With both sides entrenched as if in a goal-line stand, the case of a football fan accused of slapping the wife of a Buffalo Bills linebacker is headed to trial in Orchard Park Court.
A Nov. 13 trial date was set Tuesday for Kenneth J. Kuehne, 30, a suburban Rochester resident charged with a violation count of harassment.
Leslie Rogers, the wife of linebacker Sam Rogers, filed a complaint that Kuehne slapped her during a Rich Stadium parking-lot confrontation following the Aug. 31 football game.
Kuehne denies laying a hand on her, and both sides claim they have witnesses to support their version of what happened.
"We want the truth, and they want the truth. Our lawyer's going to handle it," Rogers said afterward.
Before appearing before the judge, both sides met separately with town prosecutor Jean Peterson, who later told Town Justice John M. Curran that she didn't think there was enough evidence to sustain the charge.

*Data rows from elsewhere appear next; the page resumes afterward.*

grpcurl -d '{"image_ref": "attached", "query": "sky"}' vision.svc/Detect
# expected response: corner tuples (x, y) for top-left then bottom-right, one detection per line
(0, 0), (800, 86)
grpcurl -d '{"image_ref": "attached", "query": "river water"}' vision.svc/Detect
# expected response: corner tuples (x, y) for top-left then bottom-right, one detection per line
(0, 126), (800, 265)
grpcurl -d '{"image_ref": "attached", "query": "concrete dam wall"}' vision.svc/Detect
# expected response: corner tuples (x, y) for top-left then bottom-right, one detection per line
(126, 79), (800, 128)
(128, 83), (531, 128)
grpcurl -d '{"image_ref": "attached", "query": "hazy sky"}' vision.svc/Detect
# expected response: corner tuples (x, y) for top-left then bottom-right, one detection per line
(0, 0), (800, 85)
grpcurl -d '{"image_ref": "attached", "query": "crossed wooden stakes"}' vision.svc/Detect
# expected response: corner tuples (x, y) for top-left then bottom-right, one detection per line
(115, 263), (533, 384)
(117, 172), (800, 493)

Much of the courtroom discussion occurred outside the range of microphones in the chamber.
"It sounds to me like an ACD (adjournment in contemplation of dismissal) is the perfect resolution," Curran said in one of the few audible exchanges. Kuehne's attorney, William MacDonald of Rochester, shook his head no.
An ACD means the case is adjourned and the charge would be dismissed and the record sealed, if the defendant stays out of trouble for a specified amount of time.
"An ACD carries with it a kind of stigma of some kind of guilt," MacDonald said afterward. "I don't feel it was appropriate."
As the judge consulted with his clerk about trial dates, he told the Rogerses: "We can dismiss this with your consent. But I'm not going to dismiss this without your consent." They would not agree to the dismissal.
MacDonald said he will meet with attorney Vincent Tobia, who will represent Mrs. Rogers, to possibly resolve the case before trial. The Rogerses were not represented by an attorney at Tuesday's court appearance.
"They have indicated they would like to see the matter come to a conclusion, and Mr. Kuehne also feels that way," MacDonald said.